I checked him over no bleeding etc he was quite winded tho and I will be keeping a close eye on him he is currently sitting on top of the laptop having a good preen and he has let me gently scritch his head ideally I want back in his cage but don't want to startle him to much so am leaving him there for now . 

Is there anything I should watch out for ?

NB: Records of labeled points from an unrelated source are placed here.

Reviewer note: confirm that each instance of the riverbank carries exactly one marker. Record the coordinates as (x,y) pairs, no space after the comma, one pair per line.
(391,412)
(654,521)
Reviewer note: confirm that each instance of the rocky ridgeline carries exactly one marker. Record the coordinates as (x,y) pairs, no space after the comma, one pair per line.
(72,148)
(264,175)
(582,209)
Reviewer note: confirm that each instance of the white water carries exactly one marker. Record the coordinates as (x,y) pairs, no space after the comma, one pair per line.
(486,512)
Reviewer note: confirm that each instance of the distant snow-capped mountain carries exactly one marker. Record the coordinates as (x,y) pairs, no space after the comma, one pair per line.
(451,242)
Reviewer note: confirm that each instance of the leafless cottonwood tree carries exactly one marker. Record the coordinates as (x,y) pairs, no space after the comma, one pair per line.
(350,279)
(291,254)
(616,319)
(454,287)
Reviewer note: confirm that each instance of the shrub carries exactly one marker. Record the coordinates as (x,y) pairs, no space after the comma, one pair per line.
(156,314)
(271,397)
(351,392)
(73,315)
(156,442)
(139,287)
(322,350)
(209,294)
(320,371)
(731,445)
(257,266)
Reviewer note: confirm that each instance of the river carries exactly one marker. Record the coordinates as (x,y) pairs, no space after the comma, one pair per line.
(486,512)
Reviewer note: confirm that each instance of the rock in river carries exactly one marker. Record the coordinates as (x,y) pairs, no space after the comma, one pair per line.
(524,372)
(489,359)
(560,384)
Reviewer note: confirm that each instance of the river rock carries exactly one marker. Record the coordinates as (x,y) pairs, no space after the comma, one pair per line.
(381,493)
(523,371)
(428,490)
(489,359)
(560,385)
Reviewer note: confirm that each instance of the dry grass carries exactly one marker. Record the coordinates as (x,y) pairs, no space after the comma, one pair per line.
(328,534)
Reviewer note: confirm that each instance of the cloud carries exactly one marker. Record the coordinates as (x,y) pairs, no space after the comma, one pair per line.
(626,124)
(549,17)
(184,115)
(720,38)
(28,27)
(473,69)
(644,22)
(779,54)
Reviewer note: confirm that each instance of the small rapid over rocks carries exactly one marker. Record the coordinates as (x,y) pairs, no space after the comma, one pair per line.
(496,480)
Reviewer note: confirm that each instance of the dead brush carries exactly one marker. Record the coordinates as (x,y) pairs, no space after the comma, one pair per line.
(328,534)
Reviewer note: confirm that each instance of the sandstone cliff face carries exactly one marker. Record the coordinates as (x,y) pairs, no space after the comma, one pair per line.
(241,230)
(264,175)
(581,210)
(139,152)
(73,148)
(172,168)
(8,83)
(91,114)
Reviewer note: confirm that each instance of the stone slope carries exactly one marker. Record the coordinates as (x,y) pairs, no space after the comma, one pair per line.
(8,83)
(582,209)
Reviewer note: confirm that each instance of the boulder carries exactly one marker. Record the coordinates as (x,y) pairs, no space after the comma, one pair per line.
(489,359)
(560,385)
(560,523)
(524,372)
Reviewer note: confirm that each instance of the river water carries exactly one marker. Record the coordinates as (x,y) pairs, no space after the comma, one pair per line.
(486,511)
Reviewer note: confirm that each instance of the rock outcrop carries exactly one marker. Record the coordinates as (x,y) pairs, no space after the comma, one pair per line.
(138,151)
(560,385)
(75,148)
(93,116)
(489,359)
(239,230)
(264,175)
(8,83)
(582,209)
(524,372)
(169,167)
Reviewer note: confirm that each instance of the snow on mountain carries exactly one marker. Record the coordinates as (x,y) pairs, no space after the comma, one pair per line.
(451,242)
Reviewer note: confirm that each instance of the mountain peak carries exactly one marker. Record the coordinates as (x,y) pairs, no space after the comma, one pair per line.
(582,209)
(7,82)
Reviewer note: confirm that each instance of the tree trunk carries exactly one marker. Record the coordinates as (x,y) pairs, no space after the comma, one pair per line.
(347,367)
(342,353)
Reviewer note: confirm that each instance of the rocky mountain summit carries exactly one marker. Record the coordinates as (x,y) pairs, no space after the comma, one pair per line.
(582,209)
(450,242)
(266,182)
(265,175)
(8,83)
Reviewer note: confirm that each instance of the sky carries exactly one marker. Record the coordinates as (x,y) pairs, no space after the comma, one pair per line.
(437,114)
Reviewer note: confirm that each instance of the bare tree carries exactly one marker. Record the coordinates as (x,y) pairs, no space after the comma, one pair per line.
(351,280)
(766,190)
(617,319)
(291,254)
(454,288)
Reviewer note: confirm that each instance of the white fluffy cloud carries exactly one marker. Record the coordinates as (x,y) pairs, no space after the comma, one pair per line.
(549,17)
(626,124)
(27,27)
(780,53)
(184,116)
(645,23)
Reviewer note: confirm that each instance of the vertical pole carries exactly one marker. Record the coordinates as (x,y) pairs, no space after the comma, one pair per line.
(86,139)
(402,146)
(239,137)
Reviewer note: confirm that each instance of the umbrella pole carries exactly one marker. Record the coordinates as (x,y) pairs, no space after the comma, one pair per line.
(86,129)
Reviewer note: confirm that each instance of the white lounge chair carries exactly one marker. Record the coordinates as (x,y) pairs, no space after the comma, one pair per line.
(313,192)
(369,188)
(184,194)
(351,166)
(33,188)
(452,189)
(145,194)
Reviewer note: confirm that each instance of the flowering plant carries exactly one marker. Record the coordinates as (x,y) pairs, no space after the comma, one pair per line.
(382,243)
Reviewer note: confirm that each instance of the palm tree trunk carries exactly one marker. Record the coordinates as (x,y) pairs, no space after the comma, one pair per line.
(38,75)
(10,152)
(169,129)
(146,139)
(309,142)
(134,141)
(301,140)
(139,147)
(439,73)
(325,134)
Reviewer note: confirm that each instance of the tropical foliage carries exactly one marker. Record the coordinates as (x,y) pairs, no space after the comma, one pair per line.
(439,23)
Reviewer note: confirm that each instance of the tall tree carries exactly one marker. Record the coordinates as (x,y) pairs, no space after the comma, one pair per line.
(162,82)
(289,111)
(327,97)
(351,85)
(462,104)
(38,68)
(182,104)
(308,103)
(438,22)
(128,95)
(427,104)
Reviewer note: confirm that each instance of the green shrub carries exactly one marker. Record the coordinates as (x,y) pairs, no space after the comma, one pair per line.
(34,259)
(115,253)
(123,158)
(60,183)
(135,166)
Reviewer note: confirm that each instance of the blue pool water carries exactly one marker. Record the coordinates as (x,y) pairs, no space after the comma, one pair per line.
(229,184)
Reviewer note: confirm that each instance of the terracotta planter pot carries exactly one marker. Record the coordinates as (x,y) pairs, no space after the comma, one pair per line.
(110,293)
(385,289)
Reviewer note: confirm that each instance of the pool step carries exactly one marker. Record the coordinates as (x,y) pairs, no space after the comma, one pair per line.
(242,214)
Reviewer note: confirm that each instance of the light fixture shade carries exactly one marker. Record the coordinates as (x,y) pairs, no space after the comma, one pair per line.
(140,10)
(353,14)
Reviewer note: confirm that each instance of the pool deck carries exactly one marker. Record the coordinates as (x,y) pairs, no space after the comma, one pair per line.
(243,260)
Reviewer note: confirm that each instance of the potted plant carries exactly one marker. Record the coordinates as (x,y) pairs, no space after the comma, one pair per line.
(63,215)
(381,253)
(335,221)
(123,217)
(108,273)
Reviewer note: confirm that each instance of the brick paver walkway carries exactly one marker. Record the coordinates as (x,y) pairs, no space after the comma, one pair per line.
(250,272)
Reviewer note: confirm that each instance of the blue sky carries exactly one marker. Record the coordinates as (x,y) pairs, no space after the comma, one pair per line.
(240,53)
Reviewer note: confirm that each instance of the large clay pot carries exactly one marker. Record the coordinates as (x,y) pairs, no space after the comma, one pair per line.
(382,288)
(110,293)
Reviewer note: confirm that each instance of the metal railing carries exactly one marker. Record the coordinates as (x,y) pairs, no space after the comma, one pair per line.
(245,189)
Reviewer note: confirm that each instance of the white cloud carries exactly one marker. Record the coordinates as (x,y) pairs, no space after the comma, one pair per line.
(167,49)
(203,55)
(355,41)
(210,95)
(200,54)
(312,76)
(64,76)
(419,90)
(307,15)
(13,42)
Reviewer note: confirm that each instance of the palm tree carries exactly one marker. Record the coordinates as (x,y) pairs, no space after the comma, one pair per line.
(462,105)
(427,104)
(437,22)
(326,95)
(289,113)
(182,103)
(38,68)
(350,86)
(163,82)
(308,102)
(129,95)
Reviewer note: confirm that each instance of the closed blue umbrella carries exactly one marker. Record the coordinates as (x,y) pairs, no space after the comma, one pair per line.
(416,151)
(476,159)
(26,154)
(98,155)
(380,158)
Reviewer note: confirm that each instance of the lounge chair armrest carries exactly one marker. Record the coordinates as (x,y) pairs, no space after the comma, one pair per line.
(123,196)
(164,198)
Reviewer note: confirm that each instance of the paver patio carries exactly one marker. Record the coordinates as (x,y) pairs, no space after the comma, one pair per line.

he has just gone back into his cage on his own


----------



## enigma731 (Aug 12, 2011)

If he is acting normal tomorrow, then he is probably fine and doesn't need to see the vet. Signs you need to watch for would be nausea, loss of balance, inability to perch, plus the usual non-specific signs of illness/injury, like extreme lethargy or decreased appetite. Most likely he'll be okay, but just keep an eye on him for a while.


----------



## hysteriauk (Jun 24, 2012)

Thanks for that he has eaten this evening and he seems ok and he had a bit of a whistling session, have him covered up now as it's his bedtime, He really hit the window with a thump don't know what I would do if I lost him


----------



## Hecken (Dec 23, 2012)

He should be ok  When I was younger, my old cockatiel took many a bump to the beak from hitting the window but he was always ok and lived to a good age.
I know why you're worrying though - I'm always so paranoid Woody has done serious damage when he's a clumsy clown!


----------



## xNx (Jun 6, 2012)

At least he didn't fly out of the window, as i read it


----------



## SunnyNShandy (May 24, 2012)

This is the one good thing about having plastic on the windows of old homes in cold places!! Sunny has bounced off of it a couple of times and I am glad there was that "bounce" for him as his wings grew back.


----------



## Loopy Lou (Jul 26, 2012)

Oh dear, glad he's ok!

Smokey had a good few bumps to the noggin when i first got him too. Once i thought he was going to go _through_ the window!

So long as there's no sign of concussion then Zippy should be ok


----------



## hysteriauk (Jun 24, 2012)

He was a bit quieter than he normally is this morning so I took him along to the vet who gave him a clean bill of health I was going to take him for a health check up anyway he is slightly underweight but that can be easily corrected and he bit the vet twice quite hard lol .

Zippy is now on my shoulder chattering away telling me he loves me  whilst having a good preen


----------



## sunnysmom (Sep 23, 2011)

Glad to hear Zippy is okay.


----------